HTC have not had an enjoyable year. The business was one of the first supporters of the Android operating system and the first HTC Desire handset was at the time a worthy champion device. HTC have released a flagship device every year and with the exception of the Google Play Edition versions of the HTC One M7 and M8, have all included HTC Sense, the company’s proprietary software overlay. The 2013 One M7 and 2014 One M8 were considered to be amongst the best flagship devices of the industry, but for 2015 the flagship One M9 has largely been ignored by the buying public. It has been dismissed as being “too similar” or “too compromised” compared with the competition, who have instead sought the Samsung Galaxy S6 and S6 Edge, the LG G4 or the iPhone models. HTC have released other devices, including mid-range and higher end products, but, unfortunately, the media tends to concentrate on the headline story.
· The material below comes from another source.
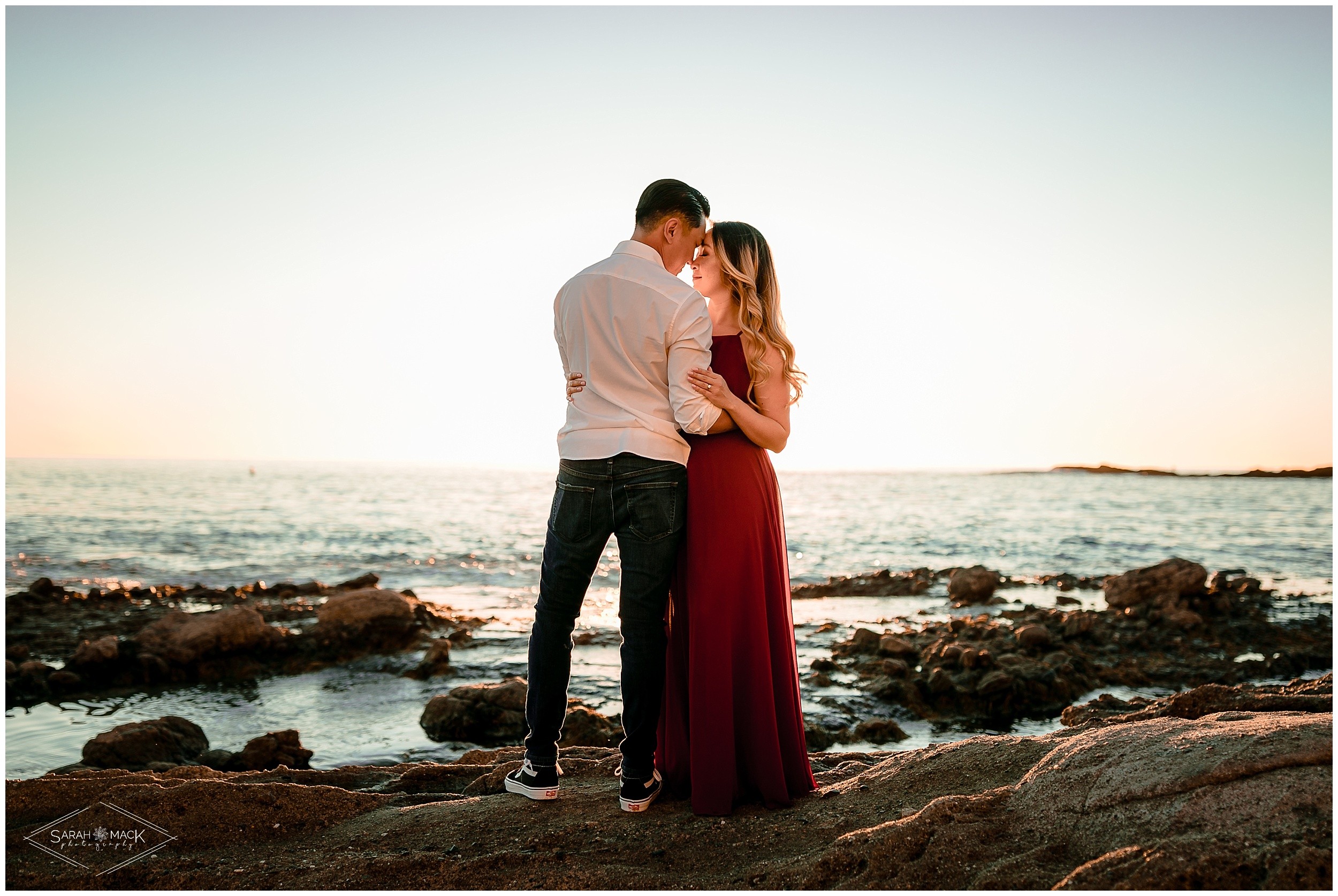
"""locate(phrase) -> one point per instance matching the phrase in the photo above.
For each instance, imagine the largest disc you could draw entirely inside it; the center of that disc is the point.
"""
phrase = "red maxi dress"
(731, 726)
The industry now considers the HTC One M9 as something of an “also ran” and is already looking forwards to the next device, perhaps the One M10.
However, as a business HTC has plenty of cash and financial strength: recent falls in the share price have effectively discounted the value of the smartphone business such that it is considered worthless by investors compared with the cash reserves held on deposit by the business. Investors value a business based on the potential for profits at some point in the future, so the low valuation suggests that HTC cannot add value to the cash deposit through designing and selling devices into the competitive firestorm that is the Android marketplace. However, this valuation is unlikely to be realistic: even if HTC is unable to make any headway into a competitive market, should the business be sold, the purchaser ought to be able to to extract value and benefit from the business.
Meanwhile, HTC have stated several times that they are not for sale and to underscore this, have announced plans to buy back fifty million treasury shares, which amounts to around six percent of the company’s outstanding shares. This process will take a couple of months to complete. Based on the Taiwan Stock Exchange price at the end of the 24 August 2015, this will cost HTC around NT$2 billion to complete. These shares will be bought back and effectively cancelled, thus increasing the concentration of the remaining shares trading on the market. This should improve shareholder returns for existing holders of the stock and also demonstrates an element of HTC’s financial strength in the market. However, in the face of another steep decline in HTC’s revenues (third quarter 2015 revenues are forecast to be at the NT$19 to 22 billion, compared with NT33 billion for the second quarter), it is clear that the business has its work cut out to impress the stockmarket. However, from the confines of the smartphone and tablet industry, I hope that HTC spend less time worrying about their stock price and more time designing and building great quality products.